(RxWiki News) Non-Hodgkin lymphoma is a term that covers various types of blood cancers that develop in the lymphatic system. Researchers recently set out to see if replacing these cancerous cells with healthy ones could help improve survival.
These researchers evaluated the survival benefits of early stem cell transplants to treat non-Hodgkin lymphoma (NHL) compared with standard chemotherapy.
While the overall group of NHL patients did not live longer after stem cell transplants, a small group of very high-risk patients did enjoy survival benefits, the study found.
"Discuss all of your treatment options with your oncologist."
Patrick Stiff, MD, director of Loyola University Medical Center’s Cardinal Bernardin Cancer Center, and colleagues conducted this study to see if early stem cell transplants — given before a relapse occurred — would increase survival in NHL patients who had undergone initial chemotherapy treatment.
First line treatment for non-Hodgkin lymphoma involves a chemotherapy cocktail of five medications: cyclophosphamide (brand name Cytoxan and others), doxorubicin HCl liposome (Doxil), vincristine (Oncovin and others), prednisone (Deltasone and others) and rituximab (Rituxan). This regimen is known as R-CHOP. Before the approval of rituximab in 2003, only four of the agents were used, and the regimen was called CHOP.
First line chemotherapy puts many patients into remission (significant reduction of disease), but eventually the disease may return (relapse).
For this study, 397 NHL patients were enrolled from 40 sites in the US and Canada between 1999 and 2007. All of the participants had received and responded to initial treatment with either the CHOP or R-CHOP regimens.
Of the 397 enrolled patients, 253 went on to be randomly assigned to treatment. About half (125) of the study members were randomly assigned to receive an autologous stem cell transplant, while the 128 patients assigned to undergo three additional cycles of R-CHOP served as the control group.
Patients were grouped according to their risk of the cancer returning — high risk or intermediate-high risk.
For an autologous stem cell transplant, the patient’s own stem cells are removed from either their blood or bone marrow before chemotherapy or radiation.

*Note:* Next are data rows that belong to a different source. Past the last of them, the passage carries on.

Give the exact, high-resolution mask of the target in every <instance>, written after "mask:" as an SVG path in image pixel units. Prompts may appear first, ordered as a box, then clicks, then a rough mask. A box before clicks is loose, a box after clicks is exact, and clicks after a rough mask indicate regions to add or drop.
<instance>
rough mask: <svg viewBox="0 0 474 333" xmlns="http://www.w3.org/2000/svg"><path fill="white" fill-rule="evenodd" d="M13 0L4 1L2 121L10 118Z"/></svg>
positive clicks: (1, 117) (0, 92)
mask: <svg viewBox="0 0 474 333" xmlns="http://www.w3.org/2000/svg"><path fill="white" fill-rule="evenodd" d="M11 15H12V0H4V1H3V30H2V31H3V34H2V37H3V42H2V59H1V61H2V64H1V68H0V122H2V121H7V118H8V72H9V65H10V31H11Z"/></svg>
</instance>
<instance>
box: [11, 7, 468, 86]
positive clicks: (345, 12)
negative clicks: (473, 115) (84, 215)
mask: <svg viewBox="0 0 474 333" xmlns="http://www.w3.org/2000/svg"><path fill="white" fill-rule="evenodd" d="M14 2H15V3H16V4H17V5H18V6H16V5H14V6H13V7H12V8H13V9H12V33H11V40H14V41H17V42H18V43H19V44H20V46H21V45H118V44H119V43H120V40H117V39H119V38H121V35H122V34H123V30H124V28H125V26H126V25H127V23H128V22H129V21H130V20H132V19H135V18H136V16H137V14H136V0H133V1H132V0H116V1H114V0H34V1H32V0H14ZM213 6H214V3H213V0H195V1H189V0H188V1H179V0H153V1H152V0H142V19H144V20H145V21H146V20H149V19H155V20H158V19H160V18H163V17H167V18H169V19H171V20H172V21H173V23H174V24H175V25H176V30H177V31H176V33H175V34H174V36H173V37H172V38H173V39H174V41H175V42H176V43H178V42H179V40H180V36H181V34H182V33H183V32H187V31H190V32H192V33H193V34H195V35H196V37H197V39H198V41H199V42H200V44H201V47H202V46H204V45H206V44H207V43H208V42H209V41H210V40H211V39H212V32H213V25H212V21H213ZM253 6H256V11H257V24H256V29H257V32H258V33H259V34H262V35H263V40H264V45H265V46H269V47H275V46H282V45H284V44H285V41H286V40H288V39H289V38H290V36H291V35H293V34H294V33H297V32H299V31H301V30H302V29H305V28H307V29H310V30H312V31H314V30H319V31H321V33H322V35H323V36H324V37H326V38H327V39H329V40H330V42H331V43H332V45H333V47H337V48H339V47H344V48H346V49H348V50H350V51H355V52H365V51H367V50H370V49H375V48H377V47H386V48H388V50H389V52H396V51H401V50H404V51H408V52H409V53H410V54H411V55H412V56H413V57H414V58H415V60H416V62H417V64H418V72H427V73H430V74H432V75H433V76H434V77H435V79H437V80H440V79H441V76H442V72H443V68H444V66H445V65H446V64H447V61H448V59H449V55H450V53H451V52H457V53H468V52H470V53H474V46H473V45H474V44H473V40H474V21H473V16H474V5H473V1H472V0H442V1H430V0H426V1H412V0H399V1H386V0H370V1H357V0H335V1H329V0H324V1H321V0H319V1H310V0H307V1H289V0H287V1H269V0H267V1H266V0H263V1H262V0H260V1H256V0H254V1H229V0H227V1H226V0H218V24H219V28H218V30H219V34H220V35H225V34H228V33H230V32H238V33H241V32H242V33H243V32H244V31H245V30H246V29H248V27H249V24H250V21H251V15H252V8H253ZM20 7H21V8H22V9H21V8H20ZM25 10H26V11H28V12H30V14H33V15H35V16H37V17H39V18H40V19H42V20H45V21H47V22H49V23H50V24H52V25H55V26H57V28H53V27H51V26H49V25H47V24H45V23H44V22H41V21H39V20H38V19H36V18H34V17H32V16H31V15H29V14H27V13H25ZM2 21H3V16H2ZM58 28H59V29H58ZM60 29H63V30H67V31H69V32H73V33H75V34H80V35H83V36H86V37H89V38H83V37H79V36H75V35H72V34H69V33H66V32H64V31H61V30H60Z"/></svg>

Stem cells are like blank cells that can turn into any type of cell.
The transplant involves infusing the stem cells back into the patient. The transplanted stem cells go on to develop into healthy immune cells, replacing the immune cells that have been damaged or destroyed by treatment.

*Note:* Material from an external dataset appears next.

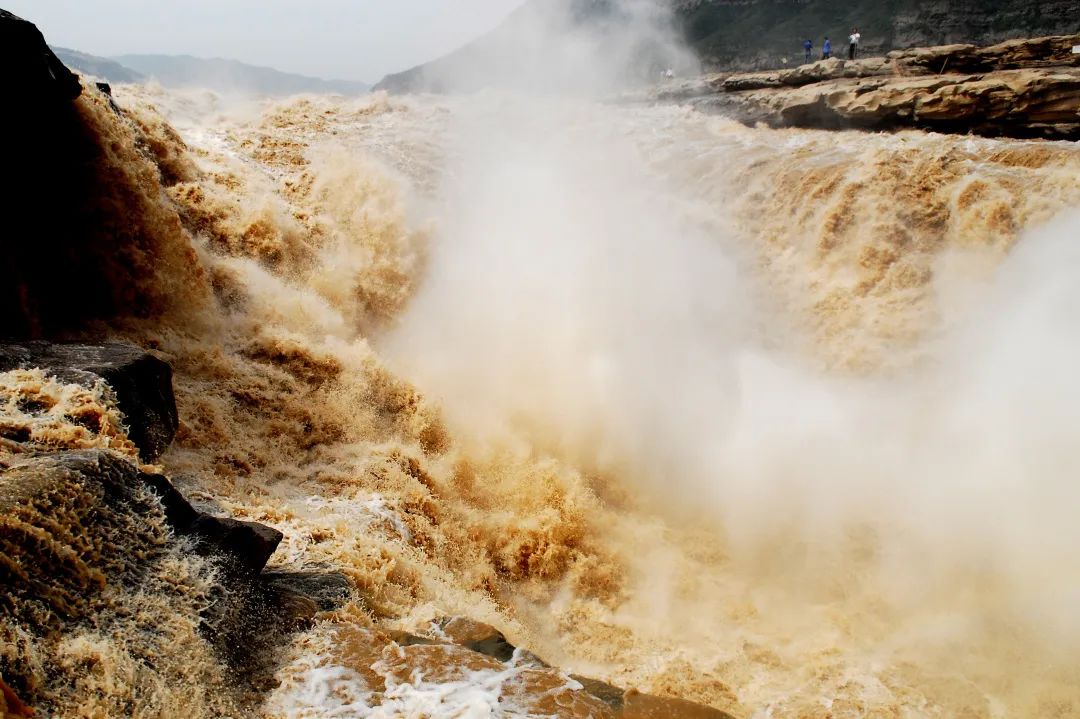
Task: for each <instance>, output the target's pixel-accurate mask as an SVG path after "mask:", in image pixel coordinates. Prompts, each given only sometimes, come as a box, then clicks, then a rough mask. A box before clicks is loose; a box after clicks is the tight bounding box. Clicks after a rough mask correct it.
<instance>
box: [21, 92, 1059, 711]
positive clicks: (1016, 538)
mask: <svg viewBox="0 0 1080 719" xmlns="http://www.w3.org/2000/svg"><path fill="white" fill-rule="evenodd" d="M117 101H118V104H119V105H120V106H121V107H122V108H123V112H122V113H121V114H117V113H116V112H114V111H113V110H112V109H111V108H110V107H109V104H108V101H107V99H106V98H105V97H104V96H102V95H99V94H96V93H93V92H86V93H84V95H83V96H82V97H81V98H80V99H78V100H77V103H78V108H79V112H80V113H81V114H82V116H83V118H84V119H85V122H86V123H87V127H91V128H93V131H94V132H95V133H97V135H98V136H99V138H100V139H102V146H103V147H104V148H106V157H105V159H104V161H103V162H104V165H103V166H105V167H107V168H108V173H110V174H108V179H109V185H108V186H109V187H113V188H121V189H122V191H123V192H129V193H131V194H132V196H135V195H137V198H136V199H137V202H136V206H137V207H139V208H141V209H140V211H139V212H140V213H141V214H140V215H139V222H141V223H143V225H140V226H139V231H140V235H139V236H140V238H141V240H140V242H141V245H140V247H141V252H143V253H144V255H145V258H146V259H145V261H144V262H141V263H140V267H143V268H144V269H145V272H144V273H139V274H138V276H134V275H124V276H122V277H120V276H118V277H117V279H116V282H118V283H123V282H130V283H132V287H133V289H132V291H131V294H130V296H131V297H132V298H133V301H134V302H137V303H138V307H132V312H131V313H130V315H127V316H121V317H120V318H117V320H113V321H109V322H108V323H105V324H104V325H103V326H99V327H96V328H95V330H94V331H100V333H104V334H107V335H108V336H109V337H112V338H118V339H129V340H132V341H135V342H136V343H139V344H141V345H144V347H149V348H153V349H154V350H156V351H158V352H159V353H160V354H161V356H163V357H164V358H166V360H167V361H168V362H170V363H171V364H172V366H173V368H174V371H175V388H176V393H177V403H178V409H179V416H180V422H181V423H180V429H179V432H178V435H177V439H176V443H175V445H174V446H173V448H172V449H171V450H170V451H168V452H167V453H166V455H165V456H164V457H163V458H162V459H161V460H160V464H161V465H162V466H163V469H164V470H165V471H167V472H168V473H170V474H172V475H181V476H184V477H185V478H186V480H185V481H186V485H185V488H186V489H187V490H188V491H190V492H192V493H193V496H194V497H197V498H199V497H203V498H206V499H207V501H208V500H210V499H212V500H213V502H215V504H216V505H217V506H219V507H221V508H224V510H226V511H228V513H229V514H231V515H232V516H235V517H240V518H245V519H252V520H256V521H260V523H265V524H268V525H271V526H273V527H274V528H276V529H279V530H281V531H282V532H284V534H285V539H284V541H283V543H282V546H281V550H280V551H279V552H278V553H276V555H275V556H274V559H273V560H272V561H273V564H274V568H276V569H289V570H306V569H307V570H312V569H321V570H324V569H327V568H333V569H335V570H340V571H341V572H343V573H345V575H346V576H347V578H348V579H349V581H350V583H351V584H352V586H353V587H354V591H355V594H354V597H353V599H352V601H350V602H349V603H348V605H347V606H346V607H345V608H342V609H339V610H337V611H335V612H333V613H332V614H327V615H325V616H323V618H322V619H323V620H324V621H321V622H320V623H318V624H316V625H315V626H314V628H312V629H310V630H306V632H302V633H300V634H298V635H297V636H296V639H295V641H294V643H293V646H292V647H291V648H289V649H288V651H287V653H286V655H284V656H282V657H281V664H280V666H276V667H273V669H272V673H273V678H272V681H269V682H268V687H269V688H270V689H269V693H268V694H267V695H266V696H264V695H260V694H257V695H256V697H255V698H252V697H251V696H243V695H234V694H235V692H232V691H231V690H229V689H228V686H229V683H230V681H231V680H230V677H229V674H228V670H227V669H226V668H225V667H224V666H222V665H220V660H219V659H217V657H216V656H215V655H214V653H213V651H211V649H210V648H208V647H206V646H205V641H204V640H203V639H201V638H200V636H199V633H198V612H199V611H200V610H201V608H202V607H203V606H204V605H205V602H206V601H207V600H208V599H207V597H210V596H212V595H213V585H214V582H215V581H216V580H215V575H214V573H213V570H212V568H208V567H207V566H206V562H205V561H204V560H202V559H199V558H197V557H192V556H186V555H184V554H183V553H173V554H167V555H166V556H162V557H159V558H158V559H156V564H154V570H153V572H154V573H153V575H152V581H153V583H156V585H161V586H168V587H172V588H171V589H168V591H167V592H165V593H164V594H162V593H159V594H152V593H148V592H144V591H141V588H140V586H139V585H137V584H136V585H118V587H117V588H114V591H113V594H112V595H110V596H109V597H108V598H107V601H106V602H105V605H103V606H104V610H103V613H102V614H100V616H99V619H98V620H97V621H96V622H94V623H90V624H87V625H86V626H85V628H84V629H82V630H80V632H79V633H76V634H73V635H70V636H67V637H65V638H64V640H63V642H62V646H60V647H59V649H58V650H55V651H54V653H53V654H52V657H51V659H46V657H44V656H43V655H42V654H40V653H39V654H36V653H35V652H36V651H39V650H37V649H36V647H37V645H35V641H33V639H32V638H31V637H23V636H19V637H15V636H11V637H9V636H8V635H4V636H3V638H4V641H5V642H9V643H8V645H6V646H8V647H10V649H5V651H6V652H8V654H6V655H5V656H6V661H10V662H22V664H21V666H23V665H25V666H26V667H28V668H27V669H26V670H27V671H28V676H29V675H32V676H41V677H44V676H45V675H46V674H50V673H51V674H52V676H59V677H62V680H55V679H53V680H51V681H50V683H49V684H48V686H49V687H50V688H51V689H49V690H48V692H46V694H45V695H44V700H45V706H50V707H53V708H54V709H55V711H56V713H57V715H58V716H65V717H81V716H85V717H90V716H118V713H122V714H124V715H125V716H133V717H151V716H172V715H170V711H171V710H173V709H174V708H175V707H176V706H184V707H185V716H191V717H199V716H202V717H212V716H222V715H229V714H231V713H237V714H248V715H254V716H267V717H327V716H333V717H352V716H401V715H402V714H404V715H405V716H413V714H416V713H422V711H424V710H427V711H432V710H433V709H432V707H433V706H436V707H438V709H437V710H440V711H444V713H446V714H441V715H438V716H488V715H487V714H484V711H491V710H495V709H494V708H492V707H498V708H499V710H504V711H509V710H515V706H517V705H514V704H513V702H515V701H519V702H522V703H523V704H522V705H521V706H517V709H516V710H519V711H522V713H528V711H532V710H536V711H539V709H537V708H536V707H535V706H532V705H528V704H527V703H528V701H529V700H528V697H526V696H525V695H524V693H523V692H522V691H518V690H517V689H515V687H518V688H519V687H522V686H524V684H523V682H526V681H527V680H528V681H532V680H536V677H532V678H531V679H528V677H527V676H526V675H527V670H526V669H525V668H523V667H515V666H510V667H509V668H508V667H507V666H502V665H499V666H494V665H492V666H487V665H485V666H470V667H464V668H462V667H456V668H455V667H454V666H453V662H454V661H455V657H453V656H444V655H438V654H437V652H433V653H432V655H431V656H424V659H423V661H424V662H427V664H424V665H423V666H424V667H426V669H424V671H423V676H427V677H428V678H429V679H431V678H432V677H435V678H438V677H442V681H443V683H441V684H434V683H431V682H430V681H424V679H423V676H421V677H419V678H417V677H416V676H415V675H414V676H413V677H411V678H410V677H409V675H408V673H407V671H405V670H404V669H402V667H401V666H400V665H399V664H396V663H395V662H397V660H395V656H397V655H396V654H392V653H391V654H382V655H376V654H373V655H372V656H369V657H368V659H370V660H372V661H370V662H367V666H369V667H370V668H369V669H368V670H367V671H366V673H365V671H357V670H356V669H355V668H354V667H355V666H356V665H357V662H360V663H361V664H363V663H364V662H363V661H361V660H363V659H364V657H365V656H367V654H365V652H369V651H372V650H370V649H369V646H370V643H372V642H373V641H374V640H373V639H372V638H373V637H374V636H376V635H377V633H378V632H380V630H387V629H405V630H410V632H417V633H421V634H422V633H430V632H432V630H433V628H432V622H433V621H434V620H435V619H437V618H440V616H449V615H467V616H470V618H472V619H474V620H477V621H482V622H487V623H490V624H492V625H495V626H496V627H498V628H499V629H501V630H502V632H504V633H505V634H507V636H508V637H509V638H510V639H512V640H513V641H514V643H516V645H517V646H522V647H527V648H529V649H530V650H531V651H535V652H536V653H538V654H540V655H542V656H543V657H544V659H545V660H548V661H550V662H552V663H554V664H555V665H557V666H559V667H563V668H564V669H567V670H572V671H575V673H577V674H581V675H585V676H594V677H597V678H600V679H604V680H607V681H611V682H612V683H617V684H619V686H629V687H636V688H639V689H640V690H643V691H648V692H652V693H656V694H662V695H671V696H679V697H683V698H688V700H693V701H697V702H701V703H704V704H710V705H712V706H715V707H717V708H721V709H725V710H727V711H730V713H731V714H733V715H735V716H740V717H742V716H746V717H750V716H774V717H788V716H802V717H819V716H820V717H828V716H833V717H840V716H941V717H955V716H972V717H1005V716H1059V717H1069V716H1080V669H1078V668H1077V667H1078V666H1080V663H1078V662H1077V660H1078V659H1080V626H1078V625H1077V623H1076V620H1075V618H1074V611H1072V608H1074V603H1075V602H1074V599H1075V597H1076V596H1077V594H1078V592H1080V571H1078V568H1077V565H1076V560H1075V557H1074V548H1075V546H1076V539H1077V537H1076V533H1077V530H1076V529H1075V524H1076V523H1075V520H1074V516H1072V514H1074V513H1072V507H1075V506H1076V503H1077V501H1078V500H1080V497H1078V493H1080V489H1078V488H1077V484H1076V481H1075V474H1076V470H1077V464H1078V462H1077V459H1076V456H1075V451H1072V445H1074V444H1075V438H1076V436H1077V433H1078V431H1080V413H1078V411H1077V407H1078V406H1080V381H1078V380H1077V378H1076V370H1075V368H1076V367H1077V366H1078V362H1080V333H1078V330H1077V329H1076V323H1075V317H1076V316H1077V314H1076V312H1077V310H1080V285H1078V284H1077V283H1076V281H1075V279H1076V276H1078V275H1077V273H1078V271H1080V249H1078V248H1077V246H1076V243H1075V239H1076V235H1077V229H1078V227H1080V215H1078V212H1080V148H1078V147H1077V146H1076V145H1072V144H1066V143H1036V141H1014V140H989V139H974V138H969V137H961V136H940V135H933V134H922V133H916V132H909V133H897V134H893V135H869V134H863V133H855V132H838V133H825V132H811V131H769V130H756V128H747V127H744V126H741V125H738V124H735V123H733V122H730V121H727V120H725V119H723V118H717V117H706V116H703V114H700V113H698V112H694V111H692V110H689V109H686V108H677V107H657V108H625V107H618V106H611V105H603V104H597V103H592V101H585V100H567V99H554V98H524V97H516V96H513V95H508V94H503V93H494V92H492V93H481V94H477V95H475V96H472V97H468V98H464V97H463V98H432V97H415V98H408V99H396V98H388V97H387V96H384V95H374V96H372V97H368V98H362V99H356V100H346V99H341V98H334V97H303V98H293V99H289V100H285V101H280V103H251V104H246V105H239V104H230V103H228V101H226V100H225V99H224V98H220V97H218V96H216V95H213V94H211V93H199V92H188V93H165V92H164V91H161V90H160V89H153V87H137V86H125V87H120V89H118V90H117ZM117 191H118V192H119V191H120V190H117ZM103 212H105V211H103ZM140 257H143V255H140ZM140 283H141V284H140ZM136 290H138V291H136ZM0 393H2V394H0V396H3V397H8V398H10V403H9V407H8V410H6V413H5V417H15V418H22V420H19V421H24V420H25V422H26V423H27V426H28V428H29V429H28V430H27V432H30V433H31V434H32V433H33V432H39V433H46V434H48V437H45V434H41V435H40V436H42V437H45V438H43V439H42V442H49V443H51V444H52V445H53V446H69V445H70V446H91V445H86V444H85V442H86V435H85V434H84V433H82V432H80V431H79V430H78V428H72V426H68V425H66V424H63V422H60V423H58V424H57V423H52V424H48V425H44V424H41V421H40V420H39V419H35V418H33V417H31V415H30V413H28V412H25V411H24V410H23V409H21V407H25V406H26V405H25V404H22V405H21V404H19V402H18V401H16V399H17V398H18V397H28V396H31V395H32V397H35V398H36V399H35V401H36V402H43V403H45V404H48V406H50V407H58V408H59V409H57V411H56V412H54V415H55V417H54V419H55V418H56V417H63V416H67V415H69V413H70V411H68V409H66V408H68V407H70V406H76V405H78V406H80V407H89V408H91V410H93V411H94V412H96V415H95V416H96V417H97V416H99V417H102V418H105V419H103V420H100V421H102V422H103V424H102V426H108V428H109V432H110V433H111V434H110V435H109V439H108V442H106V439H102V440H100V442H102V443H104V445H103V446H110V447H118V448H119V450H120V451H129V453H130V451H131V450H130V448H129V449H126V450H125V445H124V444H123V437H122V431H121V429H119V425H118V424H117V422H116V421H113V419H114V418H112V419H110V415H109V412H110V410H109V407H108V403H107V402H106V401H105V399H103V397H102V396H100V395H99V394H97V395H95V394H94V393H92V392H87V391H82V392H80V391H76V390H72V389H71V388H70V386H64V385H62V384H56V383H55V382H52V383H51V382H50V380H48V378H44V377H42V376H41V375H40V374H37V375H36V374H33V372H29V374H27V372H23V374H17V372H4V374H0ZM36 422H37V424H35V423H36ZM30 425H33V426H30ZM39 425H40V426H39ZM33 436H38V435H33ZM94 442H97V440H96V439H94ZM79 443H83V444H79ZM91 444H93V443H91ZM93 446H97V445H93ZM0 449H3V447H2V446H0ZM156 531H157V530H156ZM143 588H145V587H143ZM0 628H2V627H0ZM51 651H52V650H51ZM357 657H360V659H357ZM399 659H400V657H399ZM402 661H403V660H402ZM46 664H48V666H46ZM35 673H37V674H35ZM566 681H568V682H569V681H572V680H570V679H569V678H567V679H566ZM373 682H374V683H373ZM375 684H379V686H381V687H382V689H381V691H375V690H373V686H375ZM447 687H449V689H447ZM558 689H559V688H558V687H557V686H554V687H548V688H546V690H550V691H552V692H557V690H558ZM546 690H545V691H546ZM49 692H51V693H49ZM500 696H501V697H503V700H504V701H503V703H502V704H499V697H500ZM508 697H509V698H508ZM515 697H516V698H515ZM508 701H509V704H508V703H507V702H508ZM433 702H434V704H432V703H433ZM440 702H441V703H440ZM558 710H559V711H563V714H561V715H559V716H589V714H588V711H589V707H580V706H579V707H577V708H566V707H564V708H563V709H558ZM454 711H457V714H454ZM395 713H396V714H395ZM409 713H413V714H409Z"/></svg>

The researchers found after two years that 69 percent of the patients who had transplants were progression-free, meaning the disease had not relapsed, compared to 55 percent of the patients in the control group.
Of the transplant group, 74 percent were alive after two years, as were 71 percent of the patients in the control group. There were no significant statistical differences in the survival rates, according to the researchers.
The researchers believe that there was no major survival difference between the study members as a whole because control group patients were offered stem cell transplants at the time they relapsed.
Among the high-risk patients, though, there was a significant survival benefit, with 82 percent of patients in the transplant group still alive at two years, compared to 64 percent of high risk control group members.
Earlier studies have shown that non-Hodgkin lymphoma transplant patients may be at high risk of developing second cancers. This study found that both groups had roughly the same number of new cancers — 11 patients in the control group and 12 patients in the transplant group.
The researchers concluded that both early and late (after relapse) transplants had about the same impact on overall survival for patients in the combined risk groups. “Early transplantation appears to be beneficial for the small group of patients presenting with high-risk disease,” they wrote.
This study was published October 29 in The New England Journal of Medicine.
The National Cancer Institute funded the research.
A number of the authors disclosed financial relationships with various organizations and commercial entities, including pharmaceutical companies.